La chaîne a connu des difficultés après la mort de son patron Sam Steinberg, en 1978, notamment en raison des tensions entre ses trois filles héritières. Elle a repris du poil de la bête lorsqu'un certain Irving Ludmer a pris la tête de l'organisation, au milieu des années 80. Steinberg est finalement disparue de la carte en 1992 après qu'un acquéreur appuyé par la Caisse de dépôt eut échoué à maintenir la chaîne en vie.

Toujours est-il que l'ex-président de Steinberg Irving Ludmer a aujourd'hui d'importants problèmes avec le fisc. Pendant des années, l'homme d'affaires a placé des fonds dans un paradis fiscal, les Bermudes, et le fisc a fait enquête, apprend-on dans une poursuite déposée récemment au palais de justice de Montréal.

Globalement, M. Ludmer se voit réclamer 41 millions de dollars par l'Agence du revenu du Canada et son équivalent au Québec, l'Agence du revenu du Québec. Plus de 28 millions sont demandés pour des impôts présumés impayés depuis 2001, en incluant les intérêts. À cela s'ajoutent des pénalités de 13 millions pour «grossière négligence», est-il écrit dans la requête.

Je ne suis ni juge ni fiscaliste et je ne peux prendre position dans cette affaire. Cette cause démontre toutefois que les dossiers de paradis fiscaux sont plus complexes qu'il n'y paraît à première vue.
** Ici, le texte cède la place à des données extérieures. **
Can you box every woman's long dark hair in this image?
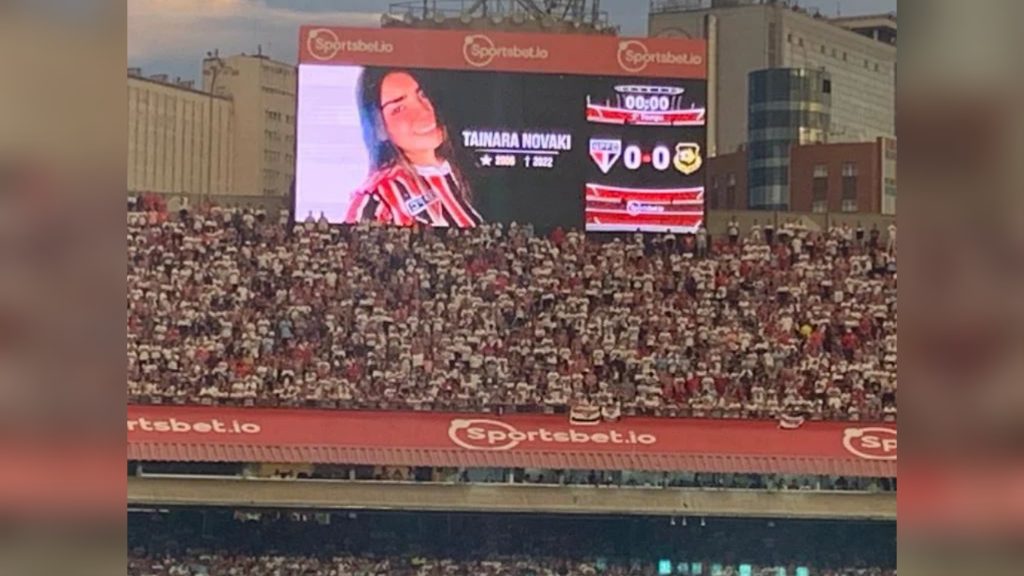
[357,67,472,202]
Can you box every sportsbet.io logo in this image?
[462,34,548,68]
[306,28,394,60]
[449,418,657,452]
[843,427,896,460]
[616,40,703,73]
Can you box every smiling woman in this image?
[345,69,481,228]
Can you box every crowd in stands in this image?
[127,199,897,421]
[128,508,896,576]
[128,552,896,576]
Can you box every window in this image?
[811,164,828,212]
[841,162,857,212]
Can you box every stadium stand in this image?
[128,510,896,576]
[127,204,897,421]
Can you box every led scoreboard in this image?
[295,27,707,233]
[585,81,706,232]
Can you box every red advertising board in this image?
[299,26,708,79]
[127,406,896,477]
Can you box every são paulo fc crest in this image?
[590,138,623,174]
[672,142,703,176]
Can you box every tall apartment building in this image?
[203,54,297,196]
[127,69,234,195]
[648,0,896,156]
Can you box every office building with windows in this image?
[648,0,896,156]
[746,68,831,210]
[203,53,297,197]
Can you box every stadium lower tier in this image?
[128,508,896,576]
[127,207,897,421]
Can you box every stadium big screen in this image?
[294,27,707,233]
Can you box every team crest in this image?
[672,142,703,176]
[590,138,623,174]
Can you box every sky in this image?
[128,0,896,79]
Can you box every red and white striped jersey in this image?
[345,162,482,228]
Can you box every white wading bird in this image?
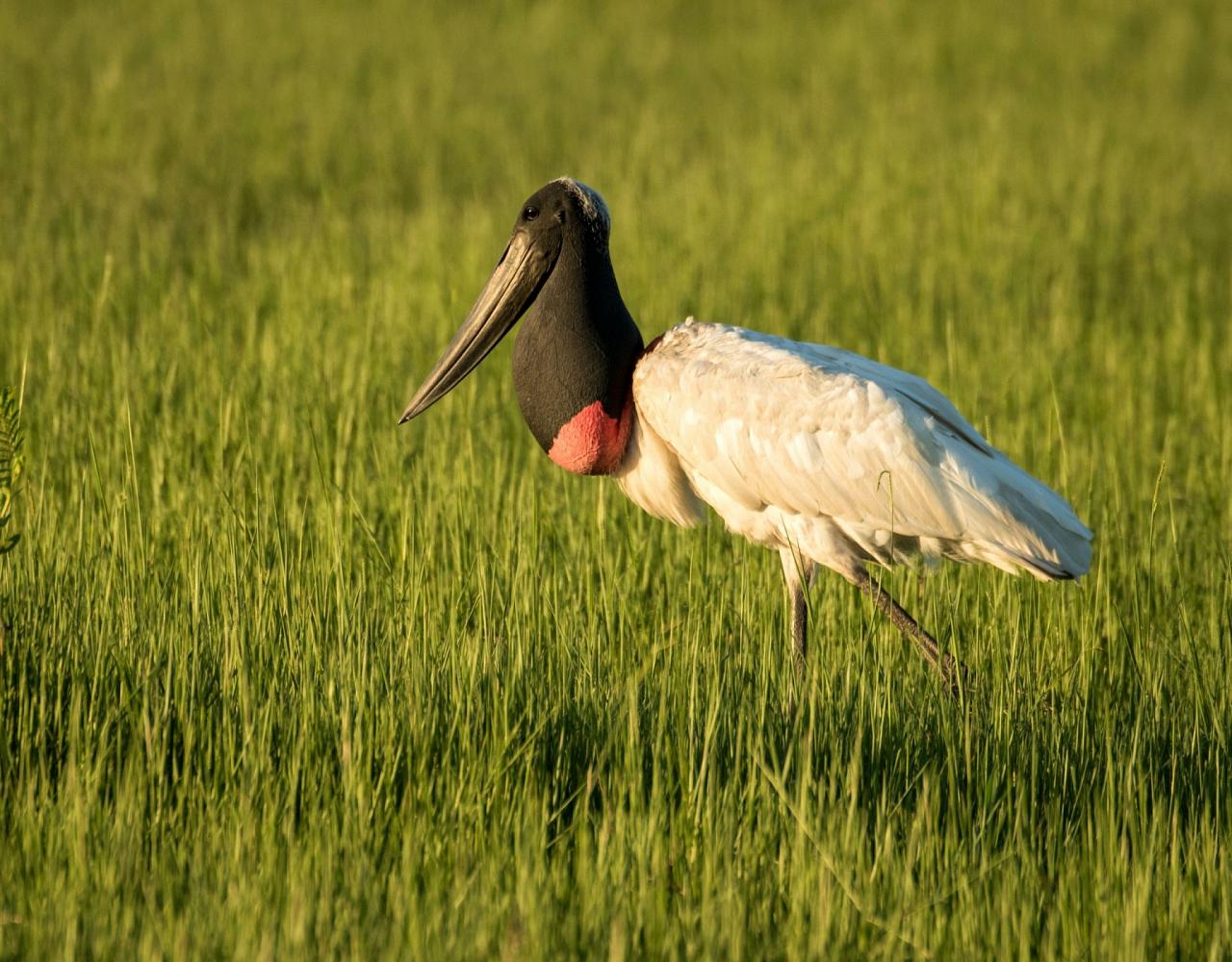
[401,179,1091,684]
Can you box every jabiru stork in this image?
[400,177,1091,690]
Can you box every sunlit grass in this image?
[0,3,1232,959]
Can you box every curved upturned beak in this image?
[398,230,559,423]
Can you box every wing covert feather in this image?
[633,321,1091,574]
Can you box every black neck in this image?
[514,230,642,451]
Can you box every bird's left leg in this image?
[849,568,971,694]
[779,548,817,669]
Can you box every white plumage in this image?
[616,319,1091,581]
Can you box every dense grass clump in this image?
[0,0,1232,959]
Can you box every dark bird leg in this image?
[779,548,817,671]
[851,568,971,695]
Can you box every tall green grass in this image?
[0,0,1232,959]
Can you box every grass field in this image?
[0,0,1232,959]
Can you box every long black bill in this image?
[398,232,559,423]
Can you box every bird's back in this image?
[622,320,1091,580]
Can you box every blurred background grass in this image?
[0,1,1232,958]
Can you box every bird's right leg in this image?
[849,568,971,695]
[779,548,817,669]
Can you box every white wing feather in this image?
[621,320,1091,580]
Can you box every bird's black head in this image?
[401,177,611,422]
[401,177,642,474]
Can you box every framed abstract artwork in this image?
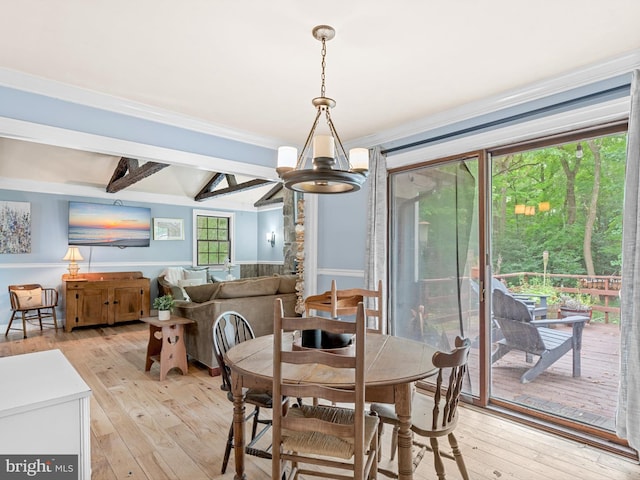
[0,201,31,253]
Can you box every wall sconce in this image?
[62,247,84,278]
[267,232,276,248]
D'abord, présentons Irving Ludmer. L'homme qui approche les 80 ans n'est pas un bandit de grand chemin. Il est même fort respecté par Québec inc. Amateur d'art, Ludmer a longtemps été administrateur du Musée d'art contemporain, auquel il a donné un tableau d'Anselm Kiefer en 2009 qui vaut une fortune.

Dans une lettre cosignée avec d'autres personnalités en 2012, le Montréalais anglophone a pris position pour un réseau universitaire fort. La lettre à saveur nationaliste associe la vitalité du Québec au développement de ses universités. «Nous n'aurons jamais l'avantage du nombre, nous devons nous donner celui du savoir», est-il écrit.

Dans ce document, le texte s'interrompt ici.